Она старалась говорить виновато и ласково, хотя внутри всё клокотало от злости.
— А меня‑то чего прощать? — удивился Лют, которому, по всему видать, не хотелось так легко заканчивать свару. — В глаз он за дело получил. Кстати, перстень Смировский у него в котомке. Да и много другого занятного в кушак вшито.
Мужчины зашумели. Обозники знали друг друга давно и не первый раз путешествовали вместе, к Люту, Тамиру и Лесане они тоже привыкли и считали почти своими. Лесана стряпала и никого не обходила ласковым словом, Лют был, несмотря на своё калечье, добродушен и незлобив, умел развлечь беседой, а к неразговорчивости Тамира все привыкли, ибо видели за ней не нелюдимость, а ту самую привычку, когда слово — серебро, а молчание — золото. Зато троих хмурых чужаков, держащихся всю дорогу опричь прочих, подспудно недолюбливали.
Хран, нахмурился. Как обережник, ведущий обоз, именно он должен был закончить безобразную распрю. Поэтому он сказал:
— Копыл, к чему нам обиды? Покажи‑ка ты суму свою, коли скрывать нечего. Ежели Лют брешет, так я на него виру наложу. Куну серебряную. Чтобы языком впусте не трепал более. И тебе в ноги заставлю поклониться.
Копыл усмехнулся, глядя на супротивника, и сказал громко:
— Куна серебряная — не лишняя. А скрывать мне нечего.
— Нам тоже, — спокойно заверил Тамир.
У Лесаны ёкнуло сердце. Ишь, как уверен колдун в правоте Ходящего! Ей бы хоть толику его твёрдости. Нет, куну не жалко. Куна у них, конечно, была, но ведь не для того серебро припасали, чтобы за дурацкие выходки виру платить! Да и просто… противно. Жалобщики, как назло, самые поганые попались.
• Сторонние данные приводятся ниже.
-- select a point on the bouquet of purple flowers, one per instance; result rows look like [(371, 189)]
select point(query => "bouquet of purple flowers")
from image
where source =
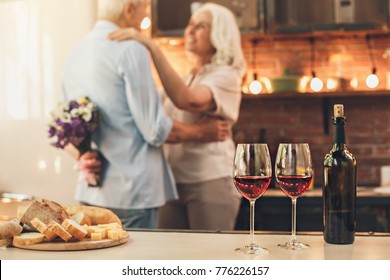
[(71, 126)]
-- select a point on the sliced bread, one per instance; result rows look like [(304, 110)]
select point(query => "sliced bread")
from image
[(42, 228), (74, 229), (81, 218), (59, 230), (45, 210), (28, 238)]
— Ну — ну, — весело сказал Лют, приобняв «сестру» за плечи. — Что ж ты скисла‑то? Не горюй.
«Убила бы стервеца!» — со злостью подумала девушка и шмыгнула носом, будто сглатывая накатившие слезы.
Пока обережница боролась с полыхающим в груди гневом, Копыл под бдительным надзором Храна принес из саней к костру свою котомку, ослабил и распустил горловину, открывая содержимое. Добра там было небогато: рубаха, порты, оборы, моток веревки и… Смиров перстень.
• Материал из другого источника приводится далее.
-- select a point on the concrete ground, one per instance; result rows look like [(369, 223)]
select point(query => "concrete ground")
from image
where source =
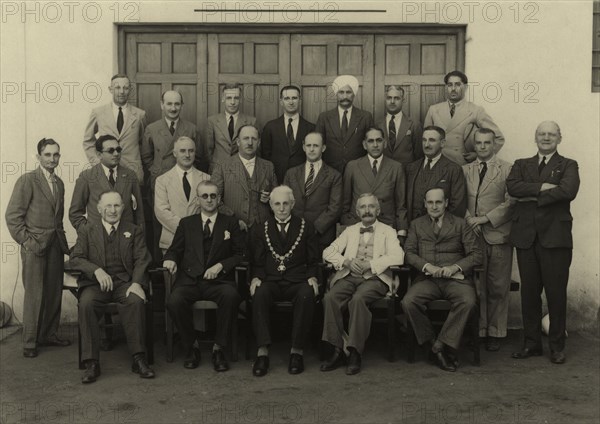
[(502, 390)]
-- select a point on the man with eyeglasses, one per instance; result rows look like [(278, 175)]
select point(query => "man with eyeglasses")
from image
[(107, 175), (205, 251)]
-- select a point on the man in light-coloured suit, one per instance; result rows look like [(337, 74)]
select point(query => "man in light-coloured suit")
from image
[(460, 118), (317, 188), (174, 198), (403, 134), (160, 136), (362, 256), (123, 121), (246, 180), (489, 214), (221, 128), (444, 251), (34, 218)]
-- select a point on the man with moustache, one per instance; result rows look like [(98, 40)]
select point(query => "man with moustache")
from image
[(281, 141), (317, 189), (460, 118), (362, 256), (544, 185), (434, 170), (34, 217), (403, 134), (344, 127), (123, 121)]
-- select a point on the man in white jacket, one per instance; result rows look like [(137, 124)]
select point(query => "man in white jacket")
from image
[(362, 256)]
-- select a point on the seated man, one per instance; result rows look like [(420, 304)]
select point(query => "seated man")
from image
[(207, 247), (112, 256), (444, 250), (362, 255), (284, 267)]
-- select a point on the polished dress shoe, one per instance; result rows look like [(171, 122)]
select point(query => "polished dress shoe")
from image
[(354, 363), (527, 353), (140, 366), (29, 352), (296, 365), (261, 366), (219, 362), (192, 360), (92, 371), (335, 361), (558, 358)]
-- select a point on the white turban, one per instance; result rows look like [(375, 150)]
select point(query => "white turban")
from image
[(344, 80)]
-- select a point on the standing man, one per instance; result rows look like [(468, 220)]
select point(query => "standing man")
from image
[(206, 249), (123, 121), (460, 118), (544, 186), (34, 218), (105, 176), (317, 189), (344, 127), (160, 136), (222, 127), (434, 170), (282, 138), (381, 176), (284, 267), (112, 257), (402, 133), (362, 256), (246, 180), (489, 214)]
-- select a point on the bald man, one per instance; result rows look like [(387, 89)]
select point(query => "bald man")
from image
[(344, 127)]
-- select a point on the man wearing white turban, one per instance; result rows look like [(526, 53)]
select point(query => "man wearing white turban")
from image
[(344, 127)]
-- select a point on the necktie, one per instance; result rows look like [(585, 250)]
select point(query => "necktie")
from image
[(187, 188), (120, 120), (290, 134), (230, 128), (542, 165), (311, 177), (392, 131)]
Увидев, как вытянулось лицо мужчины, Лесана поняла, что перстень стал для него такой же неожиданностью, как и для всех прочих, стоящих вокруг.
— Ну, что? Что там? — спросил Лют, незряче озираясь и ожидая ответа хоть от кого‑нибудь из замерших в молчании видоков.
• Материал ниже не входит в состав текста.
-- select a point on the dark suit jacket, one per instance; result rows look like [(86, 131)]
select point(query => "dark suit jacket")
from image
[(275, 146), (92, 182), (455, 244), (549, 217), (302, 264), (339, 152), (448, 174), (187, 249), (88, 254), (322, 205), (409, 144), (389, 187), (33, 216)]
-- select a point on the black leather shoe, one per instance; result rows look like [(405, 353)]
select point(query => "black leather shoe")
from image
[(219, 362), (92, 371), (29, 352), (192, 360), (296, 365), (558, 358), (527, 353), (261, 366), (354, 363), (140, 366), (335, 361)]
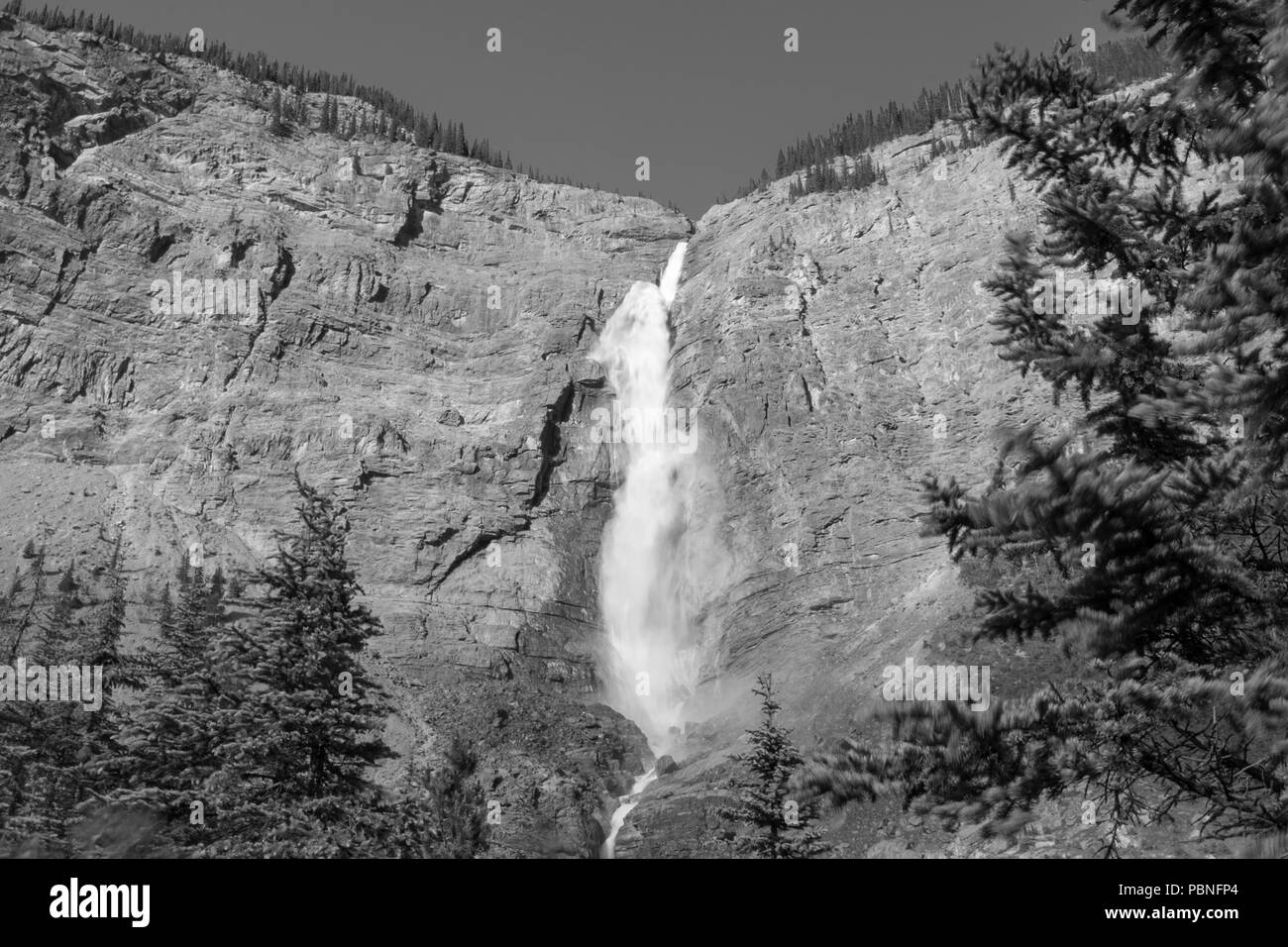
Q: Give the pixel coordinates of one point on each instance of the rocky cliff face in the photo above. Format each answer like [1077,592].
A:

— Перстень… — невозмутимо ответил Тамир.
— А то, — довольно ухмыльнулся оборотень. — Давай, Копыл, мою куну!
— Не знаю, откуда он тут! — яростно выкрикнул вор. — Я не брал!
Лесана, в общем‑то, была склонна ему верить. И волколака от этого хотелось прибить ещё пуще. Девушка взглянула на Тамира, но взгляд того был задумчив и устремлен не на Люта, который затеял безобразную свару, а на троих мужиков, против коих он исполчился.